Obama "Wall Street fermi i suoi lobbisti"




Barack ai banchieri: "Cambiare il sistema per evitare nuove crisi, dovete aiutarci a fare la riforma"

Wall Street Barack Obama sbarca a Wall Street e chiede alle banche di condividere la riforma del sistema finanziario «necessaria per scongiurare nuove crisi».
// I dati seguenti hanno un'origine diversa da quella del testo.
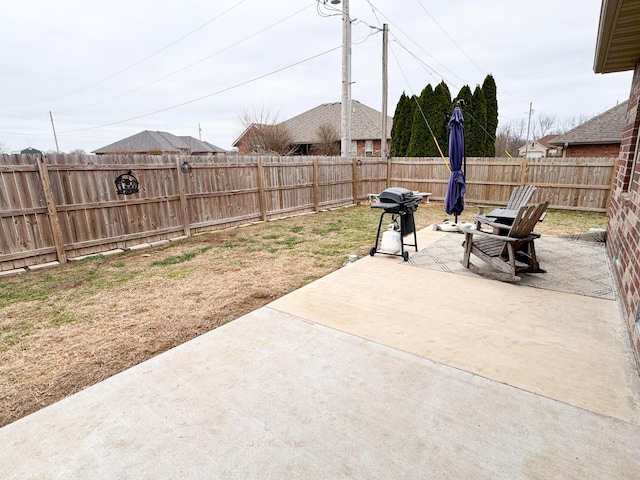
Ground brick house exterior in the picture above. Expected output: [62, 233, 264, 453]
[594, 0, 640, 367]
[233, 101, 392, 157]
[562, 143, 622, 158]
[549, 101, 627, 158]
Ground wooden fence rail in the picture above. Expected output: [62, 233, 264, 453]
[0, 153, 615, 272]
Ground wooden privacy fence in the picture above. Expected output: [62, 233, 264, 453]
[0, 154, 615, 272]
[390, 156, 616, 212]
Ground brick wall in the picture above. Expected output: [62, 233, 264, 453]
[606, 62, 640, 368]
[354, 139, 386, 157]
[565, 143, 621, 158]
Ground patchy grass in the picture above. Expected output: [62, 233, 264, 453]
[151, 247, 211, 266]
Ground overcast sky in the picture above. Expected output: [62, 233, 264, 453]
[0, 0, 633, 154]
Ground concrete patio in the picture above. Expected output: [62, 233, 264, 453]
[1, 227, 639, 479]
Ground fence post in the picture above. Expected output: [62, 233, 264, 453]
[352, 157, 358, 204]
[175, 156, 191, 237]
[313, 158, 319, 212]
[387, 157, 392, 188]
[36, 155, 67, 264]
[257, 158, 267, 221]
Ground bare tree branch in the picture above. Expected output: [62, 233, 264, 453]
[313, 123, 340, 156]
[238, 106, 293, 155]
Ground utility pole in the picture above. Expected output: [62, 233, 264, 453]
[340, 0, 352, 157]
[198, 123, 202, 141]
[49, 111, 60, 154]
[380, 23, 388, 159]
[524, 102, 533, 159]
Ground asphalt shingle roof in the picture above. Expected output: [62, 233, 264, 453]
[536, 134, 560, 148]
[93, 131, 226, 154]
[179, 136, 226, 154]
[281, 100, 392, 143]
[550, 101, 628, 146]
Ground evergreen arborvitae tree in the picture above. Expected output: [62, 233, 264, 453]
[430, 81, 452, 157]
[482, 74, 498, 157]
[466, 86, 487, 157]
[422, 84, 440, 156]
[390, 93, 405, 156]
[407, 85, 433, 157]
[390, 92, 413, 157]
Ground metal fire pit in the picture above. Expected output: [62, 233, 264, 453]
[369, 187, 422, 261]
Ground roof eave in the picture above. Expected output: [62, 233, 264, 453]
[594, 0, 640, 73]
[549, 139, 621, 146]
[594, 0, 618, 73]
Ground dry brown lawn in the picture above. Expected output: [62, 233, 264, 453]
[0, 201, 606, 427]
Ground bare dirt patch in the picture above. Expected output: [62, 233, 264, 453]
[0, 202, 607, 426]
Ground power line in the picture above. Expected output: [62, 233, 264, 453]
[361, 1, 467, 87]
[414, 0, 486, 77]
[56, 3, 315, 115]
[413, 0, 527, 106]
[367, 0, 527, 114]
[14, 0, 249, 108]
[59, 45, 342, 134]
Quando arriva nella sala della Cooper Union di Lower Manhattan, un luogo che evoca l’eredità di Abramo Lincoln, il presidente sa di avere di fronte un parterre di 700 manager in gran parte scettico sulla riforma varata dalla Camera e in discussione al Senato di Washington. La scelta di venire qui nasce dalla volontà di affrontare di persona critiche e avversari. Obama lo fa subito: «I testi di legge rappresentano miglioramenti importanti nonostante i furiosi tentativi di ostacolarli da parte di lobbisti, molti dei quali sono sicuro lavorano per voi». Da qui l’appello: «Anziché battervi contro di noi, unitevi a noi nell’interesse della nazione». E’ il tentativo di spingere i banchieri a rompere il patto d’azione con l’opposizione repubblicana a Washington e per riuscirci Obama spiega nel dettaglio il valore dei quattro pilastri della riforma.

Primo: «Proteggere il sistema dal rischio di nuove crisi» e scongiurare la caduta delle «banche troppo grandi per fallire» applicando la «norma Volcker» - dal nome dell’ex presidente della Federal Reserve Paul Volcker - sulla «limitazione delle dimensioni delle banche e dei rischi che possono assumersi».
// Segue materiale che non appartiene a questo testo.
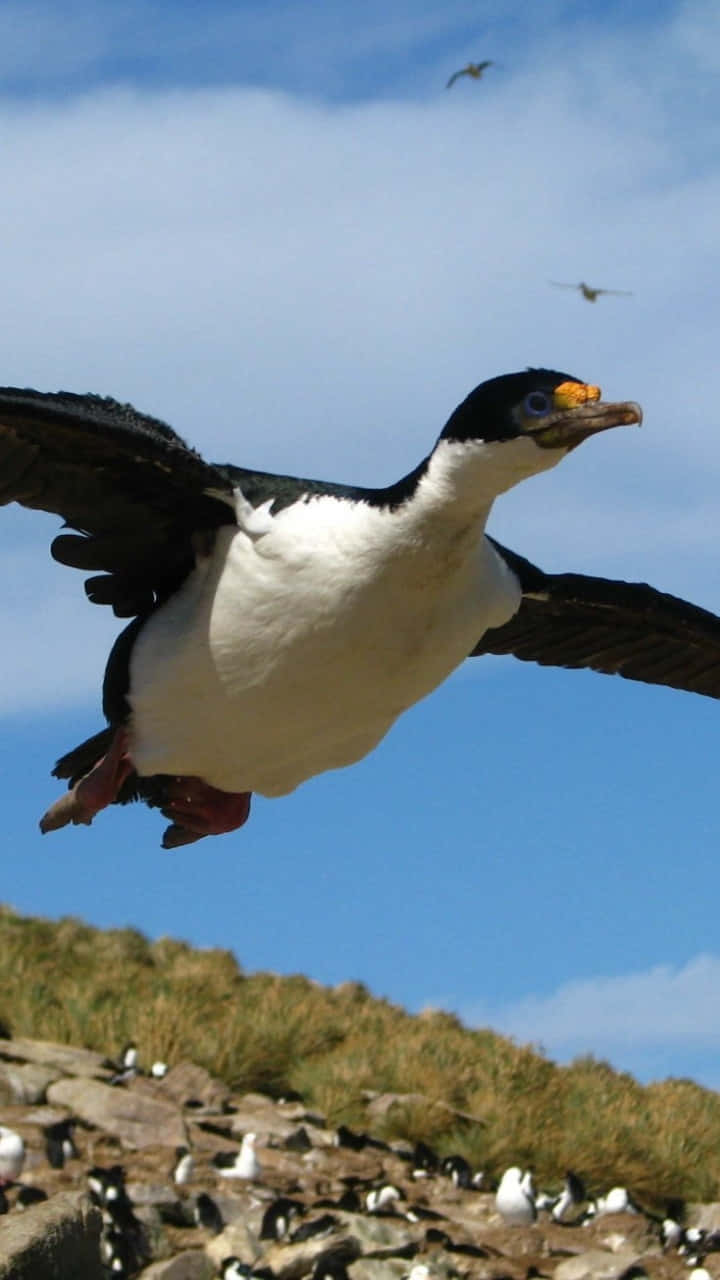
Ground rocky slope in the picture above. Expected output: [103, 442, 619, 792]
[0, 1034, 716, 1280]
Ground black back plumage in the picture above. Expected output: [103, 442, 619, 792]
[195, 1191, 224, 1234]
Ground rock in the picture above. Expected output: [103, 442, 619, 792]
[126, 1181, 187, 1218]
[140, 1252, 215, 1279]
[204, 1222, 267, 1268]
[349, 1262, 418, 1280]
[16, 1106, 69, 1129]
[207, 1191, 263, 1231]
[334, 1212, 416, 1256]
[0, 1060, 61, 1104]
[160, 1062, 231, 1113]
[0, 1189, 103, 1279]
[0, 1037, 109, 1078]
[228, 1093, 312, 1143]
[688, 1203, 720, 1231]
[258, 1232, 363, 1280]
[554, 1247, 643, 1280]
[362, 1091, 484, 1130]
[46, 1076, 187, 1149]
[278, 1101, 327, 1129]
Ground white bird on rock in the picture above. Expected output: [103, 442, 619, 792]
[0, 1126, 25, 1184]
[495, 1166, 537, 1224]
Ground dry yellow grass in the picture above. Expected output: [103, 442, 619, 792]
[0, 904, 716, 1203]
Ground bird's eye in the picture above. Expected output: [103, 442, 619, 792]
[523, 391, 551, 417]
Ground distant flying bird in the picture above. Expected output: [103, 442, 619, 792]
[550, 280, 633, 302]
[2, 369, 720, 851]
[446, 60, 493, 88]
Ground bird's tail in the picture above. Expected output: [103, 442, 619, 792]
[52, 729, 114, 784]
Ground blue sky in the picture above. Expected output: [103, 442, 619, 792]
[1, 0, 720, 1088]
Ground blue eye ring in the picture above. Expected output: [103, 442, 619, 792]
[523, 391, 551, 417]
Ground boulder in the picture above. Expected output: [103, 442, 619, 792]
[228, 1092, 310, 1143]
[0, 1037, 109, 1078]
[160, 1062, 231, 1112]
[0, 1189, 103, 1279]
[553, 1247, 643, 1280]
[46, 1076, 187, 1149]
[362, 1091, 484, 1130]
[204, 1220, 263, 1267]
[349, 1262, 418, 1280]
[687, 1202, 720, 1231]
[0, 1060, 61, 1104]
[245, 1231, 363, 1280]
[140, 1252, 215, 1279]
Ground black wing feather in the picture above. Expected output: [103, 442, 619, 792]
[0, 387, 236, 615]
[474, 550, 720, 700]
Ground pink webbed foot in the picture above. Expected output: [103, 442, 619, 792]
[39, 729, 132, 834]
[159, 777, 252, 849]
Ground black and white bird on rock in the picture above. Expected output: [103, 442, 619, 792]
[1, 368, 718, 849]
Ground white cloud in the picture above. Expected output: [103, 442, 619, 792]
[465, 954, 720, 1051]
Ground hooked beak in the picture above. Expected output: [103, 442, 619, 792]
[522, 382, 642, 450]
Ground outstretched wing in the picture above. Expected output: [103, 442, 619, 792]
[0, 387, 236, 617]
[446, 69, 466, 88]
[473, 546, 720, 700]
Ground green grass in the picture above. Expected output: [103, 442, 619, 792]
[0, 904, 716, 1203]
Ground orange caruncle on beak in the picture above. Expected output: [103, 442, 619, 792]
[552, 382, 602, 410]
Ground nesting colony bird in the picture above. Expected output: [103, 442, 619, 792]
[220, 1262, 252, 1280]
[441, 1153, 473, 1188]
[212, 1131, 260, 1179]
[551, 1169, 586, 1221]
[0, 1125, 25, 1185]
[107, 1041, 141, 1084]
[1, 369, 719, 849]
[43, 1118, 79, 1169]
[446, 60, 494, 87]
[171, 1145, 194, 1185]
[365, 1183, 403, 1213]
[495, 1166, 537, 1224]
[15, 1185, 48, 1209]
[194, 1191, 224, 1234]
[550, 281, 633, 302]
[260, 1196, 304, 1240]
[585, 1185, 639, 1218]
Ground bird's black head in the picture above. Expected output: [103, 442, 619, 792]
[440, 368, 641, 451]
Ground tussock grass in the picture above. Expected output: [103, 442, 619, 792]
[0, 904, 716, 1203]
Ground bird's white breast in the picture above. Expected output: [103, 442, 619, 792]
[128, 462, 523, 795]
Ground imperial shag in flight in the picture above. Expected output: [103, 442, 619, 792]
[0, 369, 715, 849]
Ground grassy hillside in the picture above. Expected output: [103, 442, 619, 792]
[0, 904, 717, 1204]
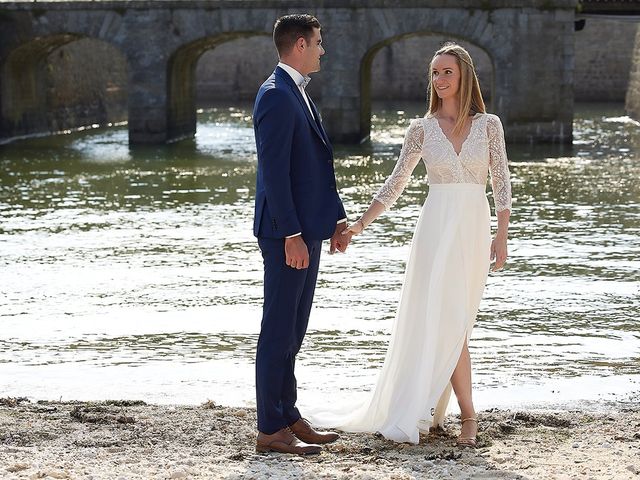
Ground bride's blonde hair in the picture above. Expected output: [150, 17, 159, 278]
[427, 43, 486, 135]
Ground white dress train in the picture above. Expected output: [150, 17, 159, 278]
[309, 113, 512, 444]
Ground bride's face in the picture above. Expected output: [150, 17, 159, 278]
[431, 54, 460, 100]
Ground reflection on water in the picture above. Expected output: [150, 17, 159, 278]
[0, 102, 638, 410]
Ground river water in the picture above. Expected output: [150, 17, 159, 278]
[1, 102, 638, 412]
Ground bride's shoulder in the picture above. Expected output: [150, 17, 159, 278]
[402, 117, 426, 149]
[407, 117, 427, 133]
[479, 112, 503, 125]
[411, 114, 436, 129]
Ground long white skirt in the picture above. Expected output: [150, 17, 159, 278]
[310, 184, 491, 444]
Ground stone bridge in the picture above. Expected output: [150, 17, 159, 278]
[0, 0, 585, 145]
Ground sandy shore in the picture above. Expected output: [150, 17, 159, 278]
[1, 396, 639, 479]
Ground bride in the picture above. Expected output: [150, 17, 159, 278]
[312, 43, 512, 447]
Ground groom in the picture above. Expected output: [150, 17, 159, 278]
[253, 14, 350, 455]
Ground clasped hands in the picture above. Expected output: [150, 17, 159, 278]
[285, 220, 363, 269]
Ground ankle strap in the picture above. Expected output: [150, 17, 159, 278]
[461, 417, 478, 423]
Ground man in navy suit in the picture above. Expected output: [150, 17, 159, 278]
[253, 14, 351, 455]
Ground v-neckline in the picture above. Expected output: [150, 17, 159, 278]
[433, 113, 481, 157]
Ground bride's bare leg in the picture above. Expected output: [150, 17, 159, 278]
[451, 339, 478, 438]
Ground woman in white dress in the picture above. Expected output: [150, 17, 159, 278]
[312, 43, 512, 447]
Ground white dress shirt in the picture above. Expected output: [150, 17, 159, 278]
[277, 62, 314, 118]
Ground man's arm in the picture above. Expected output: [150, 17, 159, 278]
[255, 88, 302, 237]
[256, 89, 309, 269]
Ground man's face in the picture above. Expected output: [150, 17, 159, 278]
[302, 27, 325, 75]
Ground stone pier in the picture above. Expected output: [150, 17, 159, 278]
[626, 25, 640, 120]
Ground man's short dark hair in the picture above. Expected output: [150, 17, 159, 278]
[273, 14, 321, 55]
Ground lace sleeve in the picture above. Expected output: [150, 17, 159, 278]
[373, 119, 425, 209]
[487, 115, 512, 213]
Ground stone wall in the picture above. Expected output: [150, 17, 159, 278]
[574, 18, 637, 102]
[195, 36, 279, 104]
[625, 25, 640, 120]
[0, 33, 127, 140]
[45, 38, 127, 132]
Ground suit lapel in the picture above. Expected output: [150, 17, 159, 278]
[275, 67, 331, 153]
[289, 84, 330, 150]
[307, 95, 333, 154]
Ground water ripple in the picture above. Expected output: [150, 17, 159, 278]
[0, 101, 638, 408]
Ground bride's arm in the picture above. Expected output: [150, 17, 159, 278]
[344, 119, 425, 235]
[487, 114, 512, 270]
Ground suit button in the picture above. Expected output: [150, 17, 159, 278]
[329, 185, 336, 191]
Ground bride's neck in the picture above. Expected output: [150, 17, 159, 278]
[435, 99, 459, 122]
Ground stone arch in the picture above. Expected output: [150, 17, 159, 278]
[360, 32, 495, 141]
[1, 34, 80, 138]
[0, 33, 128, 141]
[166, 32, 270, 142]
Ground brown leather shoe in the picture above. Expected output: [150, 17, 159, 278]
[289, 418, 340, 444]
[256, 427, 322, 455]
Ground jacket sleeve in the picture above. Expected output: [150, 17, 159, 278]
[336, 195, 347, 223]
[254, 88, 302, 237]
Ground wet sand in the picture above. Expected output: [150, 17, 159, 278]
[1, 397, 639, 479]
Secondo: «Più trasparenza sui mercati» regolando, e non abolendo, l’uso dei derivati che innescarono la crisi dei subprime fino al punto da essere definiti dal guru Warren Buffett «armi finanziarie di distruzione di massa».

Terzo: «Mettere in atto la massima protezione dei consumatori finanziari» facendo nascere un’Agenzia che «farà rispettare le regole e garantirà il flusso delle informazioni» per chiunque Quarto: «Assegnare più potere agli azionisti» su salari e bonus dei top manager per evitare che si trasformino nei «perversi incentivi che hanno contribuito alla crisi».

E’ questa la piattaforma che Obama propone alla comunità degli affari per accompagnare la ripresa di un’economia che «è tornata a crescere con il più rapido rovesciamento di tendenza degli ultimi 30 anni». Ma affinché ciò possa avvenire le banche devono fermare i «battaglioni di lobbisti dell’industria finanziaria che arrivano a Capitol Hill e ricevono milioni di dollari per influenzare l’esito dei dibattiti in aula diffondendo informazioni errate» e fomentando «il cinismo della politica».

La richiesta di bloccare l’offensiva dei lobbisti non avrebbe potuto essere più esplicita e per convincere gli avversari Obama rigetta le accuse di statalismo: «Credo nel libero mercato». E poi cita un articolo pubblicato dalla rivista «Time» nel 1933 sul timore che c’era a Wall Street sulle riforme di Franklin Delano Roosevelt per suggerire che era infondato come quello che circonda oggi le sue proposte.

Il parterre ha reagito alla mano tesa senza troppo calore. I nomi più in vista di Wall Street - da Morgan Stanley a Bank of American fino a Citigroup e Goldman Sachs - hanno disertato l’evento facendo presente che l’invito era stato esteso «con poco preavviso», gli applausi si sono contati sulle dita di una mano e perfino due alleati newyorkesi del presidente come il sindaco Michael Bloomberg e il senatore democratico Chuck Schumer hanno mostrato distacco.

Il timore di Wall Street è che la riforma blocchi sul nascere la ripresa, immobilizzandone il motore finanziario. E’ questa la cornice nella quale Obama è tornato in serata a Washington per un incontro nello Studio Ovale con il ministro del Tesoro Timothy Geithner al fine di studiare assieme le prossime mosse della battaglia a Capitol Hill. Da dove è arrivata una notizia positiva con l’approvazione da parte della commissione Agricoltura del Senato di limiti all’uso dei derivati più rigidi di quelli proposti dall’Amministrazione.